Growth and productivity of Haematococcus pluvialis and Coelastrella saipanensis by photosystem modulation for understanding the heterotrophic nutritional strategy for bioremediation application.

In this study, Heamatococcus pluvialis and Coelastrella saipanensis were evaluated for heterotrophic nutrition potential in dairy waste medium by blocking the PSII using DCMU. The study was done by four sets of experiments. In the first set, in the different concentrations DCMU-treatments, 20 μL showed pronounced effect in H. pluvialis and C. saipanensis as 89 % and 83 % decrease in cells (>30 and > 250 cells/mL) compared to control (536 ± 1235 × 104 and 1167 ± 1535 × 104  cells/mL, respectively). Damage to the PS II by DCMU interrupted the growth, which in turn produced a significant drop in the number of cells. In the second round of experiment, growth of algae in various dairy waste concentrations suggest that dairy wastewater (DWW) provides enough nutrients to produce 35.71 % and 64.74 % more cells in H. pluvialis and C. saipanensis, respectively compared to the control. In the third set, high DCMU concentration was added to microalgae cultures in DWW to assess the heterotrophic nutrition potential.
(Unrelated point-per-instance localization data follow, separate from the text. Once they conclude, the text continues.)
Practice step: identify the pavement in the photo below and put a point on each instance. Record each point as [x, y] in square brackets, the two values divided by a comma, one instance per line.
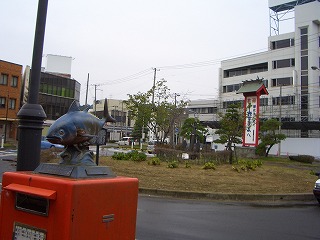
[8, 164]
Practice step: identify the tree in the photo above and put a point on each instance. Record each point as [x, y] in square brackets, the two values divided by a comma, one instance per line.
[269, 135]
[158, 116]
[231, 126]
[192, 128]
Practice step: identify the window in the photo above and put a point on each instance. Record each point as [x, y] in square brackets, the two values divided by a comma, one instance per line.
[304, 38]
[285, 100]
[4, 79]
[12, 103]
[14, 81]
[282, 81]
[2, 102]
[282, 43]
[283, 63]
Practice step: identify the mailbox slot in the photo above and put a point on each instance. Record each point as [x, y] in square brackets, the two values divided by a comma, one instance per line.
[32, 199]
[32, 204]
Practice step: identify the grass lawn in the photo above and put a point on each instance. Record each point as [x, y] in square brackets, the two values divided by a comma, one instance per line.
[276, 175]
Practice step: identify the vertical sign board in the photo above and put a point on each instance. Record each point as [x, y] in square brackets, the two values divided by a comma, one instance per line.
[251, 122]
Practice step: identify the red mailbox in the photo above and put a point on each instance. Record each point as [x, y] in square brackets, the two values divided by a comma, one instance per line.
[39, 206]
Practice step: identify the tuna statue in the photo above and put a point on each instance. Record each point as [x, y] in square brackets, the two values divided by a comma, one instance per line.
[76, 130]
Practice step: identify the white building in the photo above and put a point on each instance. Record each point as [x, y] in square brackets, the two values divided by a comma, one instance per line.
[290, 69]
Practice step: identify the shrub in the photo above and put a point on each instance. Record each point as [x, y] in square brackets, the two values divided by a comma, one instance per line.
[187, 164]
[302, 158]
[120, 156]
[173, 164]
[209, 165]
[133, 155]
[220, 157]
[154, 161]
[245, 165]
[168, 154]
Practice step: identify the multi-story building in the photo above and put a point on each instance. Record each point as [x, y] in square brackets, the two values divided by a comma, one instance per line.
[10, 89]
[57, 89]
[118, 110]
[290, 69]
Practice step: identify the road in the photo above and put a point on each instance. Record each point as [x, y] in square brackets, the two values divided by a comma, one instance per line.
[176, 219]
[171, 219]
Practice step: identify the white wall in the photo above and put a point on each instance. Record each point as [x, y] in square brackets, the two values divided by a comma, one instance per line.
[298, 146]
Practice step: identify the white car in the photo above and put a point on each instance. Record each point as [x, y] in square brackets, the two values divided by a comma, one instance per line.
[125, 141]
[316, 190]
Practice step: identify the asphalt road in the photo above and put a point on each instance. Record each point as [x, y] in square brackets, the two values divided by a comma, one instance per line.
[172, 219]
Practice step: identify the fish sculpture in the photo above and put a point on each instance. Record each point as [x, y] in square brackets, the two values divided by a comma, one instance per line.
[76, 130]
[77, 127]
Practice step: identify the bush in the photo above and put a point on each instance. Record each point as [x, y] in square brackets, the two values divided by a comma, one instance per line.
[209, 165]
[168, 154]
[302, 158]
[187, 164]
[120, 156]
[173, 164]
[261, 149]
[133, 155]
[220, 157]
[245, 165]
[154, 161]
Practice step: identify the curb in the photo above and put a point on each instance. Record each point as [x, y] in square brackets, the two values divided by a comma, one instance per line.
[307, 198]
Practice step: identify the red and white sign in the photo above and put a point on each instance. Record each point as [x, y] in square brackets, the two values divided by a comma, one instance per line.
[250, 124]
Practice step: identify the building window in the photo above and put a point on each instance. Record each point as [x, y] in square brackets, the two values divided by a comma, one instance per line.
[231, 88]
[283, 63]
[228, 103]
[285, 100]
[12, 103]
[282, 81]
[282, 43]
[2, 102]
[304, 38]
[4, 79]
[14, 81]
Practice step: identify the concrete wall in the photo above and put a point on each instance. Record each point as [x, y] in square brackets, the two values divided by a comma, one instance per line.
[298, 146]
[290, 146]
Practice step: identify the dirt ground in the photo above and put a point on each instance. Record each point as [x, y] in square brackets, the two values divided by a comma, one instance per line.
[272, 177]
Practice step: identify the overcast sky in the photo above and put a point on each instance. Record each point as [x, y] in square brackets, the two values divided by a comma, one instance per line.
[118, 42]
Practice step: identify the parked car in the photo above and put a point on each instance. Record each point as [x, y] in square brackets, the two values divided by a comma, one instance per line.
[316, 190]
[125, 141]
[151, 146]
[46, 145]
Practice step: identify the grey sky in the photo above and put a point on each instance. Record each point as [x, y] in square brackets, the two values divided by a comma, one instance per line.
[118, 38]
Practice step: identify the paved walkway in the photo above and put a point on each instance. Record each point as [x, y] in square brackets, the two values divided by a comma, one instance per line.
[8, 164]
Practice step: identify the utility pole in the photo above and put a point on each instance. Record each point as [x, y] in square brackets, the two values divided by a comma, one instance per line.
[280, 116]
[174, 124]
[86, 103]
[154, 84]
[95, 98]
[31, 115]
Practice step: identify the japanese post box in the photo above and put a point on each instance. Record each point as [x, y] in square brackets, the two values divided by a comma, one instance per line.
[38, 206]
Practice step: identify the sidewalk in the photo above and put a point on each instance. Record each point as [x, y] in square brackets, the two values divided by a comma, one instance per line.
[261, 199]
[7, 163]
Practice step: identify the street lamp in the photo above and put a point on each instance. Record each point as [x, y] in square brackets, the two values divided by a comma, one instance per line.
[31, 115]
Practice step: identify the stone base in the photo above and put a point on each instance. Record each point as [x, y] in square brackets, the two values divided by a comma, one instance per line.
[72, 171]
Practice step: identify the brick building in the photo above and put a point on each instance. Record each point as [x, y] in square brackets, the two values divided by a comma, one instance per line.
[10, 91]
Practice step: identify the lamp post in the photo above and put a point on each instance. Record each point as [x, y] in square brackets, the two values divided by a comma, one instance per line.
[31, 115]
[6, 122]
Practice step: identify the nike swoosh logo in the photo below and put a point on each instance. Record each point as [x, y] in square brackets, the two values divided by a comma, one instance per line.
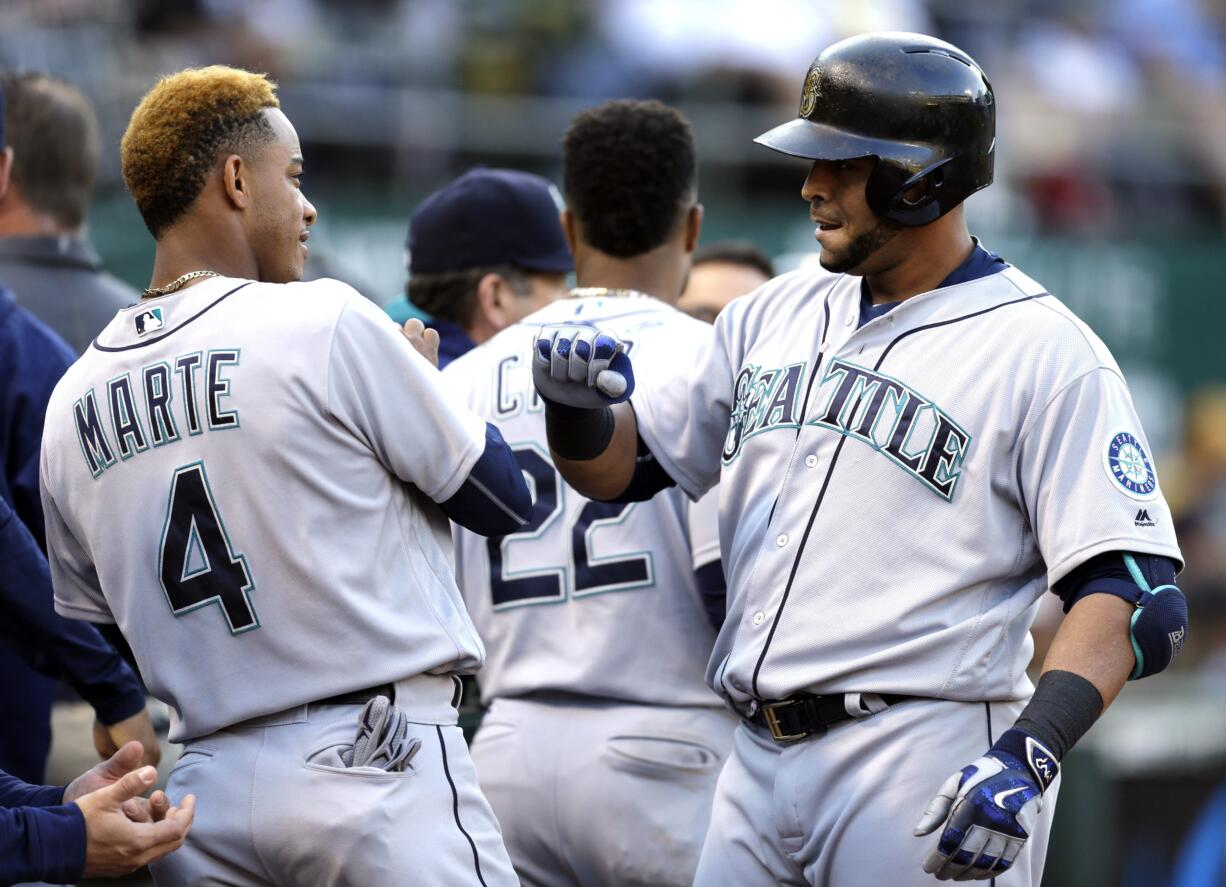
[998, 798]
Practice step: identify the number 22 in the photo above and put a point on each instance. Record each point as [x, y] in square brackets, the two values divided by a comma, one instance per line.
[547, 584]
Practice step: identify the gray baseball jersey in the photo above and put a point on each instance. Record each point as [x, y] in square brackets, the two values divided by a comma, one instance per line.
[589, 598]
[239, 475]
[896, 497]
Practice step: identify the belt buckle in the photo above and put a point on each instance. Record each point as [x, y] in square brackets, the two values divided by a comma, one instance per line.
[776, 731]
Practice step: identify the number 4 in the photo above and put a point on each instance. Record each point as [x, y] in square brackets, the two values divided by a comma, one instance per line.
[197, 566]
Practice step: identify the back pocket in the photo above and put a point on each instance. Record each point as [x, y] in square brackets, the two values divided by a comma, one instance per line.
[662, 755]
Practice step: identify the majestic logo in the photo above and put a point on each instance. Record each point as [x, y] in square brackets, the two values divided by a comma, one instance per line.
[1130, 468]
[150, 320]
[809, 95]
[894, 420]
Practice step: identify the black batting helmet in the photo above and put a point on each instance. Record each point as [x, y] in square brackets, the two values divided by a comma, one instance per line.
[922, 107]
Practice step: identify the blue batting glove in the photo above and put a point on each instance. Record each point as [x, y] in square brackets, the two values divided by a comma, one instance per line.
[988, 810]
[581, 366]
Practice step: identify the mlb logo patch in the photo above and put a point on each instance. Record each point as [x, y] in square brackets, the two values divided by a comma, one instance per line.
[150, 320]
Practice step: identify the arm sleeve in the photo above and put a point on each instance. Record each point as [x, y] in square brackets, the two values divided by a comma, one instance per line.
[1086, 477]
[494, 499]
[74, 578]
[57, 647]
[42, 844]
[399, 405]
[704, 535]
[37, 357]
[15, 793]
[683, 416]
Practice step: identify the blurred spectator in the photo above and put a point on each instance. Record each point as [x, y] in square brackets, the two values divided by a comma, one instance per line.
[97, 826]
[32, 360]
[44, 257]
[720, 274]
[483, 253]
[68, 649]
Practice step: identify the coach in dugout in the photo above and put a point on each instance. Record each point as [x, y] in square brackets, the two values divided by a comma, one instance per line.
[32, 358]
[483, 253]
[44, 257]
[99, 825]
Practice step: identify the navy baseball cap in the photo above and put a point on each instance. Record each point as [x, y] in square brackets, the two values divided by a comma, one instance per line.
[488, 217]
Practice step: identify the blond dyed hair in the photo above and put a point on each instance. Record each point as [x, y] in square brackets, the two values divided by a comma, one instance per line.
[179, 130]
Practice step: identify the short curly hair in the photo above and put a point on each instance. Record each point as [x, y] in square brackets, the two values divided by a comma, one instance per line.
[180, 128]
[629, 173]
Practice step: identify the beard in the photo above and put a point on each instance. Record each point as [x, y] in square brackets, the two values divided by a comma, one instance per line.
[861, 248]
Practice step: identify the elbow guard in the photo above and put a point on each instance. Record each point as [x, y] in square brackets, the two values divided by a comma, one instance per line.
[1159, 626]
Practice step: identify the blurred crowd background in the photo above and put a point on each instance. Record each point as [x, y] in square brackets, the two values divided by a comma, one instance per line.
[1111, 189]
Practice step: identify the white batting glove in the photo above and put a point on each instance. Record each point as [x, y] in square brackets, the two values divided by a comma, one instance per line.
[581, 366]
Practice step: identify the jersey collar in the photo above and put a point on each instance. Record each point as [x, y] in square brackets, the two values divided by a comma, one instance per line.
[981, 263]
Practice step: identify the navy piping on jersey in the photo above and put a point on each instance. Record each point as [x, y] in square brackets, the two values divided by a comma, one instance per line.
[171, 333]
[455, 806]
[834, 460]
[987, 707]
[804, 404]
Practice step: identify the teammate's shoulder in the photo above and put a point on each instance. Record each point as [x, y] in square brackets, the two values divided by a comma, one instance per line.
[781, 295]
[1052, 333]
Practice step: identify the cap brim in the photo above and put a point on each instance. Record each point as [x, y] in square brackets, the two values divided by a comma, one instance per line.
[554, 263]
[818, 141]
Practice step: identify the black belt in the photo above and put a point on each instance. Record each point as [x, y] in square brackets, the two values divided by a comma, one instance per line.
[359, 697]
[803, 715]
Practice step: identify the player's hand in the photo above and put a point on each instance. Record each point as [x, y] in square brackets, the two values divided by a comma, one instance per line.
[988, 810]
[114, 843]
[581, 366]
[424, 341]
[110, 772]
[108, 739]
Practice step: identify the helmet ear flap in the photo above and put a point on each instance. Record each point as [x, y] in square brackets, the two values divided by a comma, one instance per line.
[913, 201]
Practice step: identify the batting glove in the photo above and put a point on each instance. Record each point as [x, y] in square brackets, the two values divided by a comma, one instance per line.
[581, 366]
[988, 810]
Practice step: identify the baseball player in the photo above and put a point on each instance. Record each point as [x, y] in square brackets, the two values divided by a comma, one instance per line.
[912, 444]
[602, 742]
[228, 477]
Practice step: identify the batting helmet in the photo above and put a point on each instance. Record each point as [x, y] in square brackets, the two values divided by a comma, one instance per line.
[922, 107]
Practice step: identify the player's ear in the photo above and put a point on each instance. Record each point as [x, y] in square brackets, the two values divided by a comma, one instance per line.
[5, 169]
[234, 182]
[693, 227]
[489, 308]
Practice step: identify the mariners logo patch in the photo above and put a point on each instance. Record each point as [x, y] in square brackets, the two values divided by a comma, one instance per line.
[150, 320]
[809, 95]
[1129, 466]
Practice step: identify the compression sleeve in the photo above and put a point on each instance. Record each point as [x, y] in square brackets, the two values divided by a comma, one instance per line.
[494, 499]
[1107, 573]
[57, 647]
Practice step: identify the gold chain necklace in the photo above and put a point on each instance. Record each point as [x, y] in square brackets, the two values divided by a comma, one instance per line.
[592, 291]
[175, 285]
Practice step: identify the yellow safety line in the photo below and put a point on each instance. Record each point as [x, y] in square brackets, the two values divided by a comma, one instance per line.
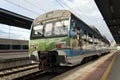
[104, 77]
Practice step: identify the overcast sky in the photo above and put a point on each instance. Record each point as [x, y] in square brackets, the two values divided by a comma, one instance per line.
[86, 10]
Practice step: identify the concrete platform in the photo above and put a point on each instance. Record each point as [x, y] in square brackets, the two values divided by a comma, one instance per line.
[90, 71]
[113, 70]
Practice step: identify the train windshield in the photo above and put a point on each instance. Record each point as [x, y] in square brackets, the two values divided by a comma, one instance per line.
[61, 27]
[57, 28]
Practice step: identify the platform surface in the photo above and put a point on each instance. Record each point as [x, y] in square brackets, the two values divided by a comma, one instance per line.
[114, 72]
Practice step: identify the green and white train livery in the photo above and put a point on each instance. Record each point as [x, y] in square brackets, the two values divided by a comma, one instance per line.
[59, 38]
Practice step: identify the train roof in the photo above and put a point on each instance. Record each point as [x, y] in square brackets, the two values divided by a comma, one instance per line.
[62, 14]
[52, 15]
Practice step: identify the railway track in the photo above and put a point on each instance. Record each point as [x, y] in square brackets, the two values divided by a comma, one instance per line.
[13, 73]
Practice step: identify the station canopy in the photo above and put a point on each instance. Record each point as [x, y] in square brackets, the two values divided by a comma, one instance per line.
[13, 19]
[110, 9]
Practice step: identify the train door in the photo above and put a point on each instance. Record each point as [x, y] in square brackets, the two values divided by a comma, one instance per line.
[48, 34]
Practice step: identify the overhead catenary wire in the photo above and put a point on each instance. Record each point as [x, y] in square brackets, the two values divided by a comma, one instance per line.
[70, 8]
[35, 5]
[21, 7]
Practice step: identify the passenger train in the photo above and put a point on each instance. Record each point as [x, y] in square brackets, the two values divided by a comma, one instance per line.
[59, 38]
[12, 45]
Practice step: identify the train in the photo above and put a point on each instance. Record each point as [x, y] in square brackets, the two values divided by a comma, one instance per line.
[12, 45]
[59, 38]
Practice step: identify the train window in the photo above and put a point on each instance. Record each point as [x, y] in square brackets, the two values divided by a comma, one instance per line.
[4, 47]
[37, 30]
[48, 29]
[61, 28]
[90, 38]
[16, 46]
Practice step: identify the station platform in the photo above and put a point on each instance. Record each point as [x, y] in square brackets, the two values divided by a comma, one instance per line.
[106, 67]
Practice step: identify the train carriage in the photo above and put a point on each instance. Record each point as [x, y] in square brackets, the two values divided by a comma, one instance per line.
[59, 38]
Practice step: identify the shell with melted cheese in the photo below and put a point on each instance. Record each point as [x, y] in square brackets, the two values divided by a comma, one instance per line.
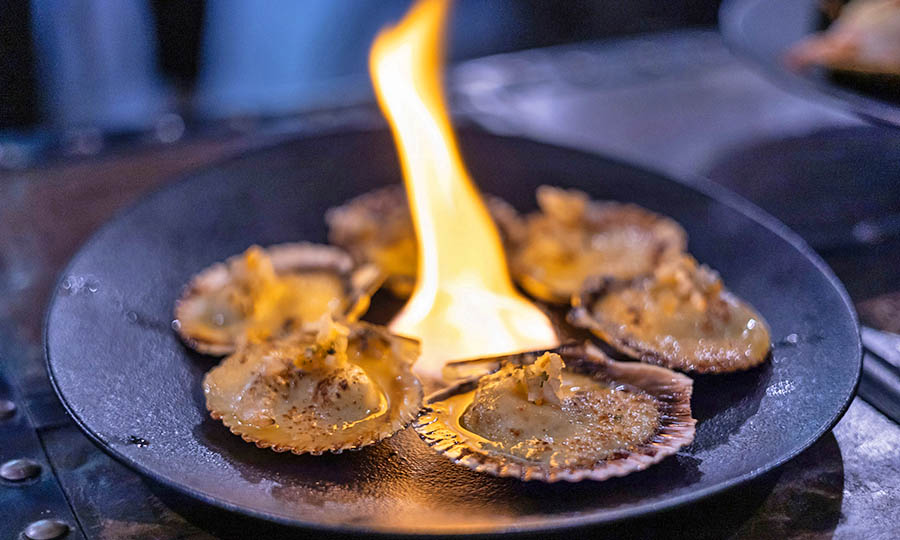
[682, 317]
[565, 415]
[266, 292]
[573, 238]
[336, 388]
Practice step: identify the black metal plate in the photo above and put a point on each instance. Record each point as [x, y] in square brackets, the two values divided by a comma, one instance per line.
[763, 30]
[122, 373]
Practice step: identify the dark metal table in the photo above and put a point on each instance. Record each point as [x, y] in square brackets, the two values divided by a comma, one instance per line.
[676, 102]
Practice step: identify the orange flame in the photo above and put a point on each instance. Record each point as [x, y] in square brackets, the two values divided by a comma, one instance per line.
[464, 304]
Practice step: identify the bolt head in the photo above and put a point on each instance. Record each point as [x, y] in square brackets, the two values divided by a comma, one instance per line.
[46, 529]
[18, 470]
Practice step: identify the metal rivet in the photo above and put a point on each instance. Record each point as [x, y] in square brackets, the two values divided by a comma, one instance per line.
[7, 409]
[17, 470]
[46, 529]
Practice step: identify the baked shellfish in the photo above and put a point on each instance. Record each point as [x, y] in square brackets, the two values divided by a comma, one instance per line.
[377, 228]
[265, 292]
[335, 388]
[573, 238]
[681, 317]
[572, 414]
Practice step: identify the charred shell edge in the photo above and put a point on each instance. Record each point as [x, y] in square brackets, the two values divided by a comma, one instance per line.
[672, 390]
[671, 237]
[582, 316]
[401, 422]
[363, 282]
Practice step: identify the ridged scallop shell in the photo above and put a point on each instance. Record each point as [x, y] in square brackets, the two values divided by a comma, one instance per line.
[671, 390]
[549, 267]
[376, 227]
[360, 283]
[713, 353]
[249, 375]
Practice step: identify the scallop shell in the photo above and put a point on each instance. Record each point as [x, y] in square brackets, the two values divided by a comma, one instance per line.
[440, 429]
[360, 283]
[258, 377]
[574, 237]
[741, 344]
[377, 228]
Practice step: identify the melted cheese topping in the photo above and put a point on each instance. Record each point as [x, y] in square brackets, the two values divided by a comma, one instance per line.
[258, 303]
[574, 238]
[589, 422]
[315, 391]
[685, 314]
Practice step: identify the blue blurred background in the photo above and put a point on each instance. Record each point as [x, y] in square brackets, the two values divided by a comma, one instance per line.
[120, 66]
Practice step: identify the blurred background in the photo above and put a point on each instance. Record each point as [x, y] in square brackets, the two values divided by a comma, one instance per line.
[82, 74]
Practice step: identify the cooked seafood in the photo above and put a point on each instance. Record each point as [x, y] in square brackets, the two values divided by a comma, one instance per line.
[573, 238]
[265, 292]
[335, 388]
[865, 38]
[568, 414]
[377, 227]
[681, 317]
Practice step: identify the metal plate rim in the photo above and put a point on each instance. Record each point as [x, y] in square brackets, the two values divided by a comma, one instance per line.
[731, 16]
[704, 186]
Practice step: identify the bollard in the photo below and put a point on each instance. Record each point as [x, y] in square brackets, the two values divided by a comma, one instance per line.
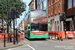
[4, 40]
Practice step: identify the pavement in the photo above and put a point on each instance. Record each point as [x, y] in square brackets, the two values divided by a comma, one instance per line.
[10, 45]
[41, 44]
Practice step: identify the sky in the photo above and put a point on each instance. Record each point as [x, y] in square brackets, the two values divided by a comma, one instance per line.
[23, 14]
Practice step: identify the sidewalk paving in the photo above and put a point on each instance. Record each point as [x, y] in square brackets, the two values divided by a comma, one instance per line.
[10, 45]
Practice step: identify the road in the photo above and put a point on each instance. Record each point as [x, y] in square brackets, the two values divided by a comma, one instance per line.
[45, 45]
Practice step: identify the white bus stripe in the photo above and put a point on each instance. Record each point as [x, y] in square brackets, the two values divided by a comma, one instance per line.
[30, 47]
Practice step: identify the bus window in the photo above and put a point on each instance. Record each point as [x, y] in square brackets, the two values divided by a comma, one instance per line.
[39, 27]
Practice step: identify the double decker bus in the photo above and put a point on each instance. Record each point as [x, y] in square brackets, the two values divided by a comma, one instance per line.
[36, 24]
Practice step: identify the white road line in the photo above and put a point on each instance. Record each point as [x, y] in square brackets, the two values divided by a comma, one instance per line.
[8, 49]
[30, 47]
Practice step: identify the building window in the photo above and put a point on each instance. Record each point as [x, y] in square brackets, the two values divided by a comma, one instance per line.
[59, 7]
[74, 3]
[69, 4]
[55, 9]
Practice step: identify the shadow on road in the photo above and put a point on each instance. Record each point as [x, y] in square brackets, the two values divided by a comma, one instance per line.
[36, 39]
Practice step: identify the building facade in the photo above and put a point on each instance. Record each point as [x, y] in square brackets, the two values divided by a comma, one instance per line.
[55, 8]
[69, 8]
[32, 4]
[41, 4]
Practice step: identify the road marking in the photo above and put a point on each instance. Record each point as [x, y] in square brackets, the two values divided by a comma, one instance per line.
[30, 47]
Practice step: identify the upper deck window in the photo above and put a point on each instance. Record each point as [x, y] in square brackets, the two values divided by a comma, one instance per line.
[38, 13]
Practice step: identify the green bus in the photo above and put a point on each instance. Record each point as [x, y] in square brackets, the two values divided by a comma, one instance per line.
[36, 24]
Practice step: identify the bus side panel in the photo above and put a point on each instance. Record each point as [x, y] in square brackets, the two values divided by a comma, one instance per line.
[32, 36]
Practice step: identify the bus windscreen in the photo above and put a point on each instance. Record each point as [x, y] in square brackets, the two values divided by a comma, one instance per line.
[39, 27]
[38, 13]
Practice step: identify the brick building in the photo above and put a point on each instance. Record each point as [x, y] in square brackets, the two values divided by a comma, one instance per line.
[32, 4]
[55, 8]
[69, 8]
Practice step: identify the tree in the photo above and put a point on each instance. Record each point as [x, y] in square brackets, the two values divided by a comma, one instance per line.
[5, 7]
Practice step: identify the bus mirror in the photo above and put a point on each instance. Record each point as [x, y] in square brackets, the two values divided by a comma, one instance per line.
[49, 24]
[28, 25]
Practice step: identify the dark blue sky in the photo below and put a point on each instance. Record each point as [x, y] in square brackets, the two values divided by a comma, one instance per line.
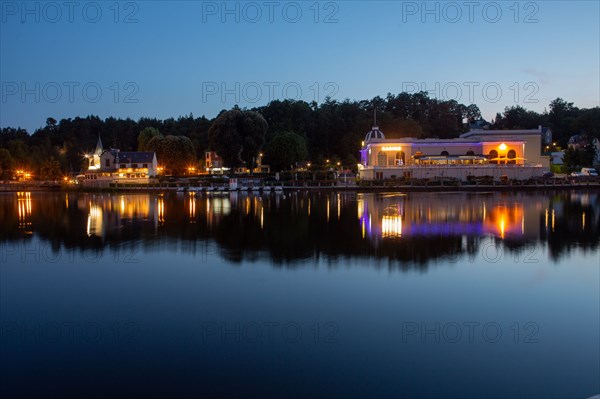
[158, 59]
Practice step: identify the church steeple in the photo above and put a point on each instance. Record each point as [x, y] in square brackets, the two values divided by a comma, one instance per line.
[99, 148]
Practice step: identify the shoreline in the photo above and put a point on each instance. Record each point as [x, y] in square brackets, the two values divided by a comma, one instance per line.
[4, 188]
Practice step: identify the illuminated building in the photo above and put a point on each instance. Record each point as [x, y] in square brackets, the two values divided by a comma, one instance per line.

H. pluvialis and C. saipanensis exhibited reduced growth compared to the control (34.4 ± 1.9 and 617.46 ± 60.44 cells/mL, respectively) with DCMU, resulting in lower cell counts (1.53 ± 0.75 and 55.13 ± 0.75 cells/mL, respectively). However, cells in cultures treated with DCMU reveal that algae can sustain their metabolic activity by utilizing the nutrients of dairy waste inhibiting photosystem. Fourth round of experiments found that microalgae could resume their growth and productivity by adapting to heterotrophic nutritional behaviour when DCMU given in mild dose at different time interval. This study conclude as C. saipanensis grows more readily by absorbing dairy waste nutrients than H. pluvialis. Therefore, C. saipanensis is an excellent choice for wastewater treatment through sustainable environmentally benign process after scale-up investigation. These results provide useful information to advance to molecular study for measuring microalgae's capability for bioremediation application.